I did turn off the comments section after about 24 hours. I got tired of reading the same things, over and over; one friend suggested I should draw up a flowchart of “typical reactions to an accusation of racism against a popular entertainer.” I think most active reactions were positive (judging by likes, shares and retweets), but those negative comments still sting. They reminded me of how sensitive the topic of race is, how dangerous and provocative it can be to even raise the topic; and how polarizing and negative the internet can be. “This is my opinion” triggers “you’re wrong as well as stupid, arrogant, narrow-minded, racist, and so on.” Dialogue becomes diatribe. Very few of the commenters seemed to try hard to understand where I was coming from; and far too many of them resorted to insults and ad hominem attacks. You can see them here, if your eyes can take it.
(On a related sidenote, I just finished a manuscript for my book on the psychology of social networks, which blends Buddhism, memoir and psychology. It’s called Facebuddha: Transcendence in the Age of Social Networks. I’m looking for representation right now, and have gotten extremely positive feedback from all my readers, including a favorite and well-known Buddhist teacher of mine. One of the themes is how communication via the web is disembodying, denying the sense of space and presence that are essential for making real relationships work I may have to add another chapter based on the example I’ve just witnessed on this blog!)
My favorite line of reasoning ran something like this:
“That’s not racist! You’re a racist for calling it racist, you racist!!!”
What?
There was also the one that essentially ran:
“I’m tired as a white male of being blamed for all the ills of the world.”
What? Where did I do that?
As Thich Nhat Hanh says “understanding is love.” I wish more of my commenters had tried to understand me before they lashed out. No one’s physically threatened me, but in a world where people get pushed onto train tracks just for looking like me (last year in NYC, not to mention Vincent Chin, Balbir Singh Sodhi, victims of last year’s Sikh temple massacre, and on and on), it does set me slightly on edge.
And perhaps that’s really underneath all the anger, in both my taking offense, and those commenters taking offense at my offense. (So far, I haven’t taken offense at people taking offense at my taking offense, so I hope the buck stops here.) Anger is a survival mechanism to a perceived threat or slight. When you feel you are threatened, or that your loved ones are threatened, or that some principle which you hold vital to your survival is threatened, you are likely to get angry.
So why did I take offense?
Racism is real. Stereotypes still cause a lot of harm. Katy Perry can dress up and play submissive Geisha for a performance, but then she gets to take off the costume and be seen as herself. Asian-Americans have to deal with stereotypes 24/7. There are probably dozens if not hundreds of ways she could have portrayed “Unconditional (love)”. She chose to use the Japanese culture, and inevitably played on stereotypes of Asian femininity and docility. That reinforces racist perceptions.
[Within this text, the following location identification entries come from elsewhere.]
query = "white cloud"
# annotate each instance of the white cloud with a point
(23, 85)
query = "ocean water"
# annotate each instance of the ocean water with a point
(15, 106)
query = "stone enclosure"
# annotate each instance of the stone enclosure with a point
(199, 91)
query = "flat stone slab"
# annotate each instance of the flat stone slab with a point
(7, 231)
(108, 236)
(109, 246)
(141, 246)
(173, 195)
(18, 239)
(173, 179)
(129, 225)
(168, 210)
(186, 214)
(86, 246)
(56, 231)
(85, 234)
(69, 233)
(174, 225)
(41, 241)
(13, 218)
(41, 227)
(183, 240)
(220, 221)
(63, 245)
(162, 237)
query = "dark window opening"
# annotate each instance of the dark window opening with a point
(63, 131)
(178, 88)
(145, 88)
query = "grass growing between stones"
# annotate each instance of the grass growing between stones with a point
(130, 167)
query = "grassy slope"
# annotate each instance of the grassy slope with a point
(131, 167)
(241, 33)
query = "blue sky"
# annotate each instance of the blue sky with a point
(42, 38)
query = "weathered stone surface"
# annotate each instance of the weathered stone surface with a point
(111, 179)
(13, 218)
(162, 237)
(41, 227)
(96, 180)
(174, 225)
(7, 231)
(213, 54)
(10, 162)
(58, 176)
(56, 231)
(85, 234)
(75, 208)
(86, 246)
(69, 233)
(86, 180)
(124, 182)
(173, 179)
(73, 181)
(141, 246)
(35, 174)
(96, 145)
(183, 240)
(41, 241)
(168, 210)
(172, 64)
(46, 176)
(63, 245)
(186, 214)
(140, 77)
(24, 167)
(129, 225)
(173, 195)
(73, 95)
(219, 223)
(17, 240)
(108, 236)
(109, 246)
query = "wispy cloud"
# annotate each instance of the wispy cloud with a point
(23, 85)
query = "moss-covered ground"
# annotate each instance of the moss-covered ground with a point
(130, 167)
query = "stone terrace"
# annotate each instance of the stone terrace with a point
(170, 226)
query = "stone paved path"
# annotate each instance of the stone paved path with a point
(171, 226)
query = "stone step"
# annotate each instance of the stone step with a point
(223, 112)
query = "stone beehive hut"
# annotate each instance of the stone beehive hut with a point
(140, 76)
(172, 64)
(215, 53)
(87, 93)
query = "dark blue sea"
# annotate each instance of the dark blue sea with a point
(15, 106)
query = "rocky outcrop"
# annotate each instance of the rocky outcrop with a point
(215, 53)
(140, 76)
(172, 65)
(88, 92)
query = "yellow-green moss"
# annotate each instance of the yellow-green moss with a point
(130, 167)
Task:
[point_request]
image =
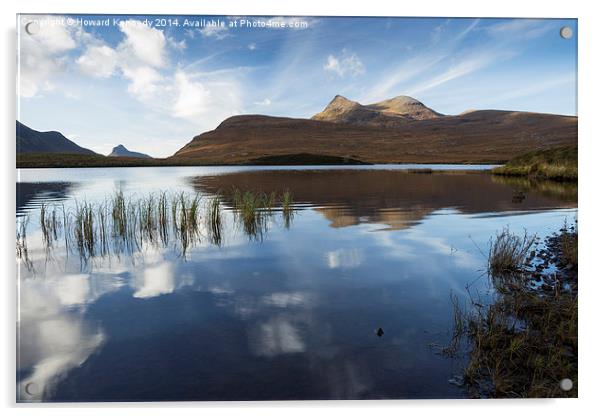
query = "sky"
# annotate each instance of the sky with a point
(152, 83)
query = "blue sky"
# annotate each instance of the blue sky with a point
(153, 84)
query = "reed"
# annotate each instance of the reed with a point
(214, 221)
(509, 253)
(125, 225)
(21, 246)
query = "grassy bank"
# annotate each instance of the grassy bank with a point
(523, 343)
(558, 164)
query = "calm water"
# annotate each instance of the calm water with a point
(289, 316)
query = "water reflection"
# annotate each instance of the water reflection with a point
(396, 199)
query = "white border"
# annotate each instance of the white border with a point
(590, 139)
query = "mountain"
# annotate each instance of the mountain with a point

One thing I learned (again) is that many of my commenters didn’t really understand what I meant by “racism.” Racism, they opined, was only brutal aggression and oppression. Or simply a perception of inferiority. Well, as I learned in my education and experience, it’s a lot more complex than that. Racism is “prejudice plus power.” Perry (Commodore Perry, anyone? Just kidding.) used the power of her bully pulpit, popularity and freedom of speech to dramatize what looked like a submissive Geisha fantasy. Was her intent to be racist? Superficially, probably not; I’d like to give her the benefit of the doubt. She wanted to entertain, sell albums and have fun, I’m sure. But part of me wonders if angering a minority and generating a backlash against them was part of her marketing plan. Stranger things have happened.
But on a deeper level, racism can be an unconscious motivating force. This has been shown any number of times. “Who’s the more preferable romantic partner, teacher, employee, tenant?” Studies have widely documented that biases, which may not even be conscious, affect outcomes. Moreover, even if racism is not in the conscious or unconscious intent, the outcome can be racist given the context of a society that still harbors racism. Yes, we do have to be sensitive to a given community’s perceptions of the situation. We have an African American President, but it doesn’t make us “post-racial.”
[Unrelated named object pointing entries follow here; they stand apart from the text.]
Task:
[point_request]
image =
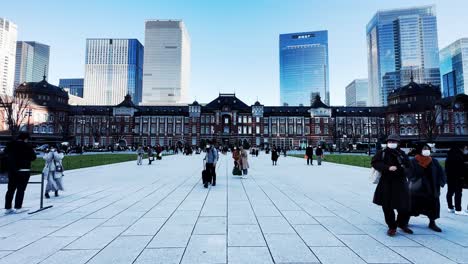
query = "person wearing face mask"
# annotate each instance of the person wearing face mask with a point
(456, 171)
(392, 191)
(211, 158)
(426, 179)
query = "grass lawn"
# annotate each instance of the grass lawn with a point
(84, 161)
(354, 160)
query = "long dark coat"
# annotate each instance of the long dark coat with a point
(426, 191)
(392, 190)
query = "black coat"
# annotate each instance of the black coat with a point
(392, 190)
(455, 167)
(309, 152)
(274, 155)
(19, 155)
(319, 152)
(425, 184)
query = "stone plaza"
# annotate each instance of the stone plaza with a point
(291, 213)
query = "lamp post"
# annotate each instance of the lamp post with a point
(82, 121)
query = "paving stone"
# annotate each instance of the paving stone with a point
(206, 249)
(299, 218)
(70, 257)
(172, 236)
(122, 250)
(289, 248)
(245, 236)
(160, 256)
(317, 236)
(79, 228)
(97, 238)
(37, 251)
(275, 225)
(370, 250)
(421, 255)
(210, 226)
(336, 255)
(246, 255)
(145, 226)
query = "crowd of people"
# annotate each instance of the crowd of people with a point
(412, 187)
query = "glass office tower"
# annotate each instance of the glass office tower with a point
(167, 67)
(113, 69)
(303, 67)
(356, 93)
(8, 35)
(75, 86)
(32, 61)
(401, 43)
(454, 68)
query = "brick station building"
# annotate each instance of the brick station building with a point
(227, 120)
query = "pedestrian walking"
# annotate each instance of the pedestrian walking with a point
(244, 162)
(150, 155)
(274, 155)
(426, 179)
(140, 154)
(53, 172)
(456, 170)
(310, 155)
(319, 154)
(211, 159)
(392, 191)
(19, 155)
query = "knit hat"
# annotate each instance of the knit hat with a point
(393, 137)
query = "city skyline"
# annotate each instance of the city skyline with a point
(257, 77)
(304, 68)
(402, 45)
(114, 68)
(32, 61)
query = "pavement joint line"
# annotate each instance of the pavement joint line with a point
(256, 218)
(274, 204)
(193, 187)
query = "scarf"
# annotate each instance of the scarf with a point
(423, 161)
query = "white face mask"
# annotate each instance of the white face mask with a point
(392, 145)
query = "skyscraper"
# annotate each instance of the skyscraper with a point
(303, 67)
(454, 68)
(113, 69)
(74, 86)
(356, 93)
(8, 35)
(166, 71)
(32, 61)
(401, 43)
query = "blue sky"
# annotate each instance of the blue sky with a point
(234, 43)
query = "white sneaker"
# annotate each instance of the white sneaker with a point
(21, 210)
(10, 211)
(461, 213)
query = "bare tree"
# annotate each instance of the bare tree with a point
(15, 111)
(433, 120)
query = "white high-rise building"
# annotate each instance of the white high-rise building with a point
(113, 69)
(166, 70)
(32, 61)
(8, 36)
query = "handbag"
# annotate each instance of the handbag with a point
(58, 166)
(236, 171)
(375, 176)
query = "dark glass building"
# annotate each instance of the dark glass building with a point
(303, 67)
(74, 86)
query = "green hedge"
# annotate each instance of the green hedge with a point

Sully, a talkshow host at KOGO in San Diego, asked me two questions on his show Monday afternoon: one, is there a limit to “sensitivity”, and two, isn’t it alright for anyone to dress up in the garb of another culture? Well, in my book the answer to the first question is obvious. There is no limit to being sensitive to another party’s injury, especially if the injured party is not harming anyone else. (And even if they were harming others because of their injury, I would still show understanding and empathy, because one’s own injury should be a mitigating factor in our reckoning.)
(And another sidenote: I prefaced my response to Sully by saying I don't speak for everyone, much less Japanese or Japanese Americans; I speak based on my significant and long experience in the Asian-American community. A few commenters and tweeters were angry that I used the example of blackface, presumably because it is an egregious, inflammatory example based on a deeply more destructive form of racism. I get that, if that's what they meant. However, blackface was also used to allow white performers a "costume" that felt less inhibited and more creative in some way to them. Katy Perry's costuming performed a similar function. In fact, apparently her backup dancers were wearing makeup to make them appear more Asian.)
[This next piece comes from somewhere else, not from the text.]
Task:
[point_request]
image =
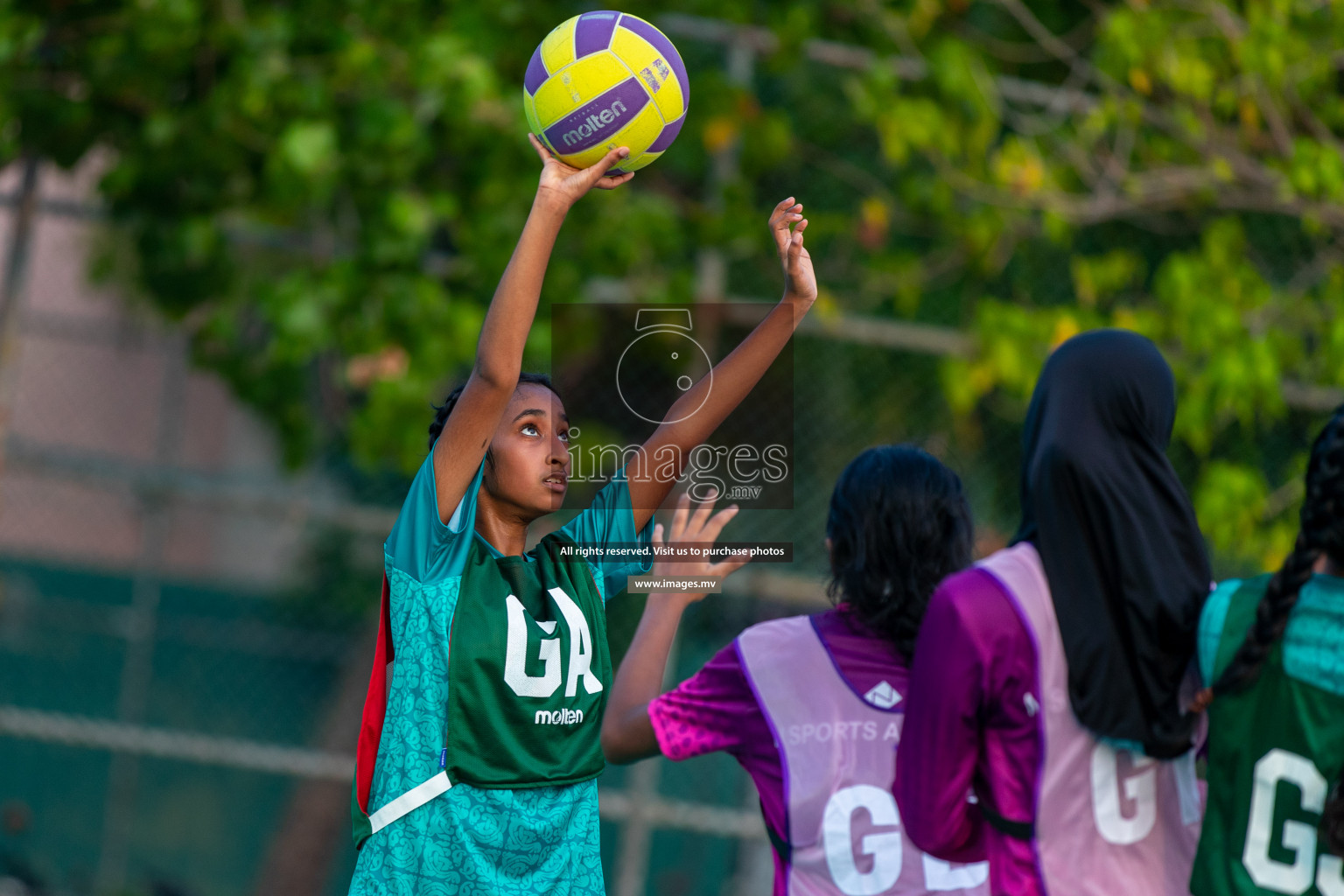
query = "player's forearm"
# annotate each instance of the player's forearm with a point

Saying, in effect, “lighten up, you’re too sensitive” is like saying we should all be allowed to be insensitive if not too many people complain. This would rule out most progress in civil rights, because progress has always involved a disempowered minority speaking out against a majority practice.
As for the second question, I think the context matters a lot. Dressing up as a Geisha for an AMA performance isn’t just wearing a costume, it’s perpetuating a stereotype and a projection about a whole group of people. If you dress in a kimono to perform the tea ceremony then that’s probably being respectful. But if, at the same time, you’re stretching your eyelids with tape to make them look Asian, well, that’s not respectful, to me, anyway. I’ll quote I Was Born With Two Tongues again: “Stop masturbating in my culture.” Why such strong language? Because it captures the sense of being violated, used, and bulldozed as the majority culture tries to “entertain” itself. (Using the art of spoken word to make a point about Perry’s “art” seems reasonable here, to me.)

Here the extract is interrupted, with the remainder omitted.